Per quello che ho potuto scoprire, intorno al lago Maggiore vengono coltivate circa 3.000 piantine di un cultivar, particolarmente resistente al freddo, ottenuto da un ibrido tra alcune varietà di Camellia sinensis. Al momento la produzione annua nella zona di Verbania è di circa 10 chili. Di quale produzione stiamo parlando? Sarà bastata per permettere agli assaggiatori di valutarne a pieno le caratteristiche organolettiche? Sicuramente non rappresenta per nessuno dei produttori giudicanti una reale concorrenza.

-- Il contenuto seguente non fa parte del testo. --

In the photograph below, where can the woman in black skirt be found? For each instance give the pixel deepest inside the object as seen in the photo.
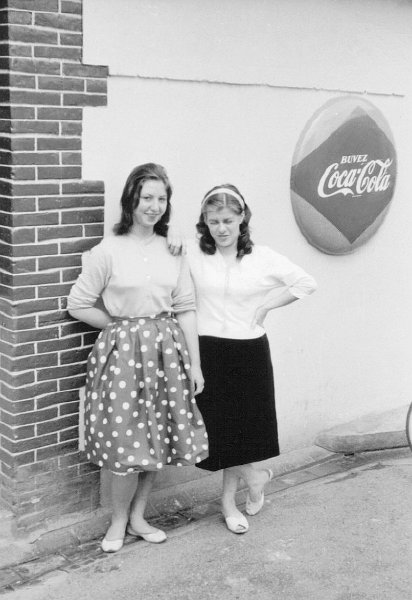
(237, 284)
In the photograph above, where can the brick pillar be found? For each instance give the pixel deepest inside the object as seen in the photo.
(48, 217)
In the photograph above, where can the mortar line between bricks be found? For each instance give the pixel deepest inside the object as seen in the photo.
(78, 559)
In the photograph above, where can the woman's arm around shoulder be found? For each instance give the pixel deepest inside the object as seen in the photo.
(88, 287)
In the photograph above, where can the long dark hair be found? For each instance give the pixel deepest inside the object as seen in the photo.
(131, 196)
(221, 200)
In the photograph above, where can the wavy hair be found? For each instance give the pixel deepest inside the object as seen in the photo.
(131, 197)
(225, 200)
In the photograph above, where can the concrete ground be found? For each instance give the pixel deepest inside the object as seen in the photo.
(340, 530)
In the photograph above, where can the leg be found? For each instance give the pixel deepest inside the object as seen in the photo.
(235, 520)
(139, 502)
(123, 488)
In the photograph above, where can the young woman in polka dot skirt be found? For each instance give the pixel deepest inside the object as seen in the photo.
(144, 369)
(237, 284)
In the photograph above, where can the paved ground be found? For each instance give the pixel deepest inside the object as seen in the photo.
(341, 530)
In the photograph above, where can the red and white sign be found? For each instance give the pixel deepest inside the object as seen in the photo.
(343, 175)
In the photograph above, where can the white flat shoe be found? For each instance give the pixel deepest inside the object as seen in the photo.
(237, 524)
(157, 537)
(252, 508)
(111, 545)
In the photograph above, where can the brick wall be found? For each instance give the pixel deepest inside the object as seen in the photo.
(48, 217)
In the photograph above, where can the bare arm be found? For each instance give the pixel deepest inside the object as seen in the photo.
(187, 321)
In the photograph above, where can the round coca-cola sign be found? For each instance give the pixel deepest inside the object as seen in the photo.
(343, 175)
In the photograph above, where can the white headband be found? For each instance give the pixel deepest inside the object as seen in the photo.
(223, 190)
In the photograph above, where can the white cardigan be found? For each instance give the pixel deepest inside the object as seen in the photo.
(228, 296)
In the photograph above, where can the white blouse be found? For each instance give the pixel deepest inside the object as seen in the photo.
(228, 296)
(134, 278)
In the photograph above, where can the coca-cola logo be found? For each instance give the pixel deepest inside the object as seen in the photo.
(343, 175)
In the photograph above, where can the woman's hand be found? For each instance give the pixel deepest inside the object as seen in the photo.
(175, 241)
(197, 378)
(260, 316)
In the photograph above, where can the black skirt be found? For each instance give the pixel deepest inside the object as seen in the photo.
(238, 401)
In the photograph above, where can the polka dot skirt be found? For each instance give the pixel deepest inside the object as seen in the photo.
(140, 411)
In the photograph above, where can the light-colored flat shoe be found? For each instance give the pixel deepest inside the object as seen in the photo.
(157, 537)
(111, 545)
(237, 524)
(252, 508)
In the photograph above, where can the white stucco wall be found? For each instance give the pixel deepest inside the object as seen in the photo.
(219, 91)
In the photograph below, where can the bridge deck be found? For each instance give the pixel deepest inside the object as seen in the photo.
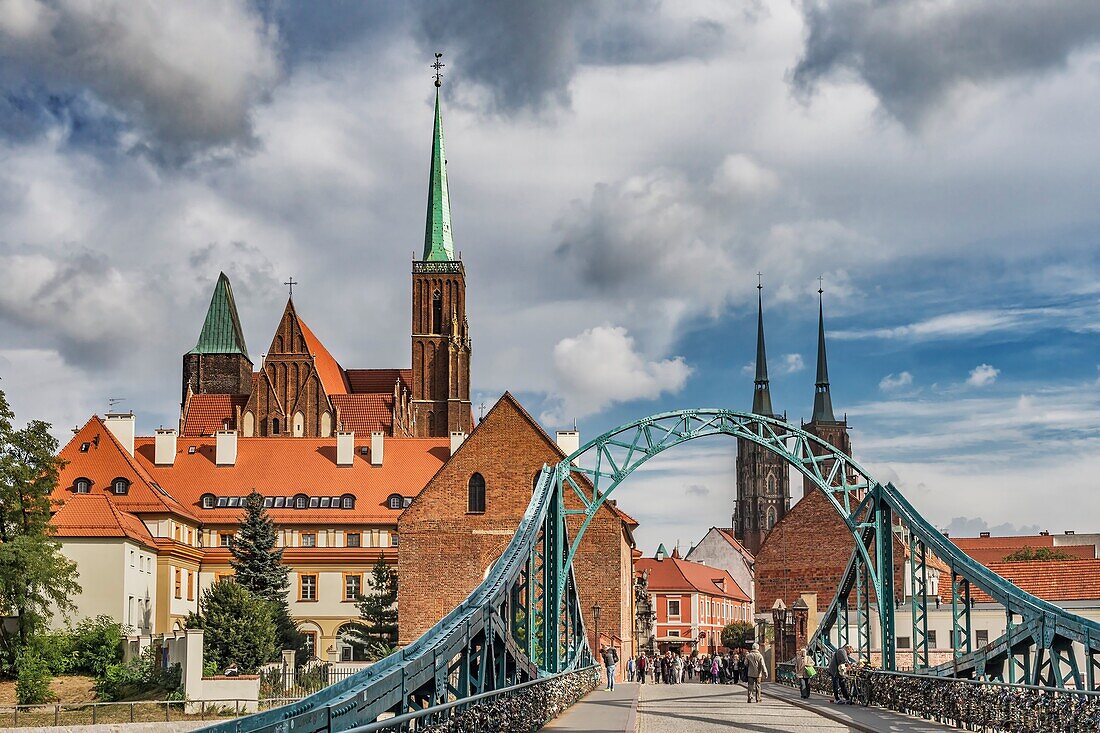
(713, 708)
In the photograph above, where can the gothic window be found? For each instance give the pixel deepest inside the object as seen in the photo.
(437, 313)
(475, 494)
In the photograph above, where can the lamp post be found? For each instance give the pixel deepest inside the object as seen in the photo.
(595, 620)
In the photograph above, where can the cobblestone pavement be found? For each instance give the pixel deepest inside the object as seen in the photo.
(705, 708)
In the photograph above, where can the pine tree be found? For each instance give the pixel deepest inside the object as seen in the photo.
(376, 632)
(257, 565)
(35, 577)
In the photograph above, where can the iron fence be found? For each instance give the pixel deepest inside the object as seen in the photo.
(518, 709)
(967, 703)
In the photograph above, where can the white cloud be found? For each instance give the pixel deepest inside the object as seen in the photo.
(982, 375)
(890, 382)
(602, 367)
(792, 363)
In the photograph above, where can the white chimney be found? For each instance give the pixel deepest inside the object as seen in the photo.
(164, 451)
(224, 448)
(569, 440)
(377, 442)
(122, 426)
(345, 447)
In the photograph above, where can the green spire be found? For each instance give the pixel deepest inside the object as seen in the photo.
(823, 402)
(761, 393)
(221, 330)
(438, 245)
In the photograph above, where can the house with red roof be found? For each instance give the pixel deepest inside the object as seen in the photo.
(693, 601)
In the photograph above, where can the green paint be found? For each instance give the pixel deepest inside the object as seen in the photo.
(438, 245)
(221, 330)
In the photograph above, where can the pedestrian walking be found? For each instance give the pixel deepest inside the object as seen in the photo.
(611, 658)
(837, 669)
(756, 670)
(804, 669)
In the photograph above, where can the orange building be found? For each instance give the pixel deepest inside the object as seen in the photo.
(693, 601)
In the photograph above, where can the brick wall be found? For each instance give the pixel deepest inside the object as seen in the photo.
(447, 551)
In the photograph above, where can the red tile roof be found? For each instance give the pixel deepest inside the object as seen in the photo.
(377, 380)
(364, 413)
(285, 467)
(328, 369)
(1051, 580)
(94, 515)
(677, 575)
(207, 413)
(106, 460)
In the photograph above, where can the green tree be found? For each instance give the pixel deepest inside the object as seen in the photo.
(239, 626)
(376, 632)
(35, 578)
(257, 565)
(738, 634)
(1027, 554)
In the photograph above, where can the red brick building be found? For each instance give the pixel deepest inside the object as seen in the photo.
(462, 521)
(693, 601)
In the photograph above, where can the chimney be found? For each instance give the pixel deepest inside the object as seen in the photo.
(224, 447)
(345, 447)
(122, 426)
(377, 445)
(164, 451)
(569, 441)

In Italia consumiamo annualmente 4.200 tonnellate di tè e una quantità ben ottanta volte maggiore di caffè, il problema è che da noi è ancora scarsa la cultura sul tè, così la maggior parte del tè venduto in Italia è di scarsa o media qualità, quasi sempre confezionato in bustine filtro, al punto che anche i dati del nostro consumo sono espressi in bustine filtro equivalenti.

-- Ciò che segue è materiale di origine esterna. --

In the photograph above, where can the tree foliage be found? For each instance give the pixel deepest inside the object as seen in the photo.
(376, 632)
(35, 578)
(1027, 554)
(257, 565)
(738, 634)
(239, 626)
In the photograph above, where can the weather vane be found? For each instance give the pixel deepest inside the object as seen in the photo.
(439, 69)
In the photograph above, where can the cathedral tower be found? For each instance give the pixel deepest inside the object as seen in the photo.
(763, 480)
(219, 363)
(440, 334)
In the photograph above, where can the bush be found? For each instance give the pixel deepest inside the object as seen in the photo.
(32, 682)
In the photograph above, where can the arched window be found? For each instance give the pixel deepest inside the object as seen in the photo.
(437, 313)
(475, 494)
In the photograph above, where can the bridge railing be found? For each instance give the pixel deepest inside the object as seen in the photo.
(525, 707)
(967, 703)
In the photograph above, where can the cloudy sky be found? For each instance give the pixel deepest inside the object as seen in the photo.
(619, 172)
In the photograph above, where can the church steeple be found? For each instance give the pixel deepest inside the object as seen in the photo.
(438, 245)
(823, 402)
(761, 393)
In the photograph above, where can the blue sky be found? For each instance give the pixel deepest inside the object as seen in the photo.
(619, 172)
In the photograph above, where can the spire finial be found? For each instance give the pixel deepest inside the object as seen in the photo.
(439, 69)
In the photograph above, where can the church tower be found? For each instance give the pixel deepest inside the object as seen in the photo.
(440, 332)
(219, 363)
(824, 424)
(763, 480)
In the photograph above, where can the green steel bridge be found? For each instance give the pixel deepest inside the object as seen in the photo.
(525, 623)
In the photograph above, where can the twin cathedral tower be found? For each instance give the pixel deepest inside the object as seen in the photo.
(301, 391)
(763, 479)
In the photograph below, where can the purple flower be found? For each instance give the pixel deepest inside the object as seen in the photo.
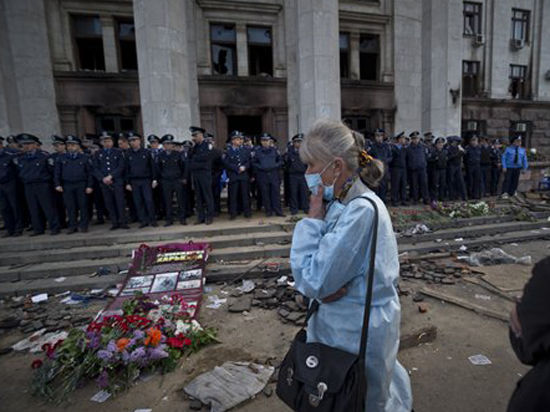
(103, 379)
(104, 355)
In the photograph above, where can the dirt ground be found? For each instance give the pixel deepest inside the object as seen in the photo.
(443, 379)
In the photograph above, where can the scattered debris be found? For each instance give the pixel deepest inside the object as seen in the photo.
(228, 385)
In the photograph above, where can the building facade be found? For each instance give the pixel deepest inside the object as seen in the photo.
(449, 67)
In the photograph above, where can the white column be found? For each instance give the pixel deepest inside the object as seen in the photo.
(166, 76)
(110, 50)
(242, 50)
(318, 62)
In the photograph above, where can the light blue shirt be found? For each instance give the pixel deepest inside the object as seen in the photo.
(331, 253)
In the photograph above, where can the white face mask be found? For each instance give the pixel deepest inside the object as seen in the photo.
(314, 180)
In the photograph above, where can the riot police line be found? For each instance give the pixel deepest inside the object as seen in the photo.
(117, 178)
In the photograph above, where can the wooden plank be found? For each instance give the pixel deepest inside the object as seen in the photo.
(464, 304)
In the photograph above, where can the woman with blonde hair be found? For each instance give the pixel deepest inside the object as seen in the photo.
(330, 260)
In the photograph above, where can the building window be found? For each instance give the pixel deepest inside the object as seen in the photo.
(470, 78)
(369, 52)
(520, 25)
(127, 45)
(472, 18)
(518, 81)
(260, 51)
(224, 50)
(88, 42)
(344, 55)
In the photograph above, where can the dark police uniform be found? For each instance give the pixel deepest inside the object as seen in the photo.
(398, 171)
(111, 162)
(200, 166)
(239, 180)
(438, 159)
(140, 174)
(9, 200)
(73, 172)
(171, 171)
(416, 163)
(473, 171)
(297, 186)
(455, 178)
(35, 170)
(267, 162)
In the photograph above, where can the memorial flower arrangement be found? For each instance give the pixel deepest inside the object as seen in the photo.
(114, 350)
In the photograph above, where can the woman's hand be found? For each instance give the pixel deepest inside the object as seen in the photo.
(316, 207)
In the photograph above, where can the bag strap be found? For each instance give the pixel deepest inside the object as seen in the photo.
(314, 306)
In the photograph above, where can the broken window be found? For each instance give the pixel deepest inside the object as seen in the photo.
(224, 49)
(470, 78)
(472, 18)
(369, 53)
(344, 55)
(520, 25)
(88, 43)
(127, 45)
(260, 51)
(518, 83)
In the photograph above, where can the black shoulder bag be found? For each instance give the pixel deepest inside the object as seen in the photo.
(317, 377)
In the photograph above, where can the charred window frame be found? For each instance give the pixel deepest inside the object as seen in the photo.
(470, 78)
(260, 50)
(369, 56)
(472, 18)
(223, 43)
(88, 42)
(127, 54)
(344, 55)
(518, 81)
(520, 25)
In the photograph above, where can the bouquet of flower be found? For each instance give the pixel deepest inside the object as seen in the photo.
(146, 336)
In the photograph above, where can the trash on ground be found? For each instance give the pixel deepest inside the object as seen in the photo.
(479, 360)
(42, 297)
(226, 386)
(494, 256)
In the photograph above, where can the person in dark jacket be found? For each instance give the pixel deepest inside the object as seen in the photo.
(398, 171)
(73, 178)
(472, 159)
(141, 180)
(35, 168)
(236, 160)
(9, 200)
(455, 178)
(267, 162)
(416, 164)
(297, 186)
(200, 165)
(530, 339)
(381, 150)
(438, 157)
(109, 169)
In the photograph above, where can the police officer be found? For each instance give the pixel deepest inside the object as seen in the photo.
(9, 199)
(381, 150)
(35, 168)
(455, 178)
(416, 163)
(473, 168)
(73, 178)
(236, 160)
(172, 175)
(200, 165)
(267, 162)
(438, 158)
(298, 196)
(398, 171)
(108, 169)
(141, 180)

Secondo i dati ISTAT ogni cittadino italiano (neonati compresi) in tutto il 2018 ha usato l’equivalente di 35 bustine filtro di tè, poco meno di 70 grammi a testa. Pensate alla mia sorpresa nel leggere, sulla stessa pagina di Il Sole 24 ore, che il mercato italiano del tè è cresciuto del 14%, ossia che ad ogni italiano, nel 2019, sono toccate 4 bustine filtro in più, sicuramente una grande notizia! Ricordo ai miei lettori che il consumo pro capite di tè in Turchia, un Paese da poco entrato nel gruppo dei consumatori e dei produttori di tè, è di circa 2,5 chilogrammi a persona, un numero ben diverso dai 70 grammi italiani.

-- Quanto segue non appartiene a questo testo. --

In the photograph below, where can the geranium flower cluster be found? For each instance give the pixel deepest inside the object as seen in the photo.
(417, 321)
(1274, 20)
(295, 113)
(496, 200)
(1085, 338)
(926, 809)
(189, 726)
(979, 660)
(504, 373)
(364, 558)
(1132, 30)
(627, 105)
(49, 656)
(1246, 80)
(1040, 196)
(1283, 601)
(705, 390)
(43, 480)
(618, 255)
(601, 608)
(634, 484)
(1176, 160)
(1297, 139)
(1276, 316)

Secondo la FAO nel prossimo decennio avremo un incremento della produzione mondiale di tè
Naturalmente parliamo di una proiezione sul possibile incremento del terreno dedicato alla coltivazione della C. sinensis. Il 2,2% annuo dovrebbe portare nel prossimo decennio ad un aumento complessivo della produzione di oltre un milione di tonnellate di tè all’anno, ma questi dati tengono conto soprattutto dell’incremento della richiesta da parte della popolazione cinese e da parte dei paesi emergenti. Purtroppo non prendono in considerazione le crescenti variazioni del clima con le conseguenti migrazioni climatiche che porteranno ad usare il terreno disponibile per le richieste legate alle nuove emergenze alimentari.
Un altro aspetto da considerare è la voglia di natura, espressa dalle società più ricche, e gli infusi sono sicuramente tra le bevande più naturali. Tuttavia gli infusi non sempre sono a base di tè. Ricordo di aver parlato di confezioni in bustine filtro vendute come tè alla frutta che tutto contengono fuorché il tè.
Ancora una volta la “stampa” riesce ad enfatizzare alcune notizie senza darne gli strumenti di lettura, spero di aver rimesso a posto le cose.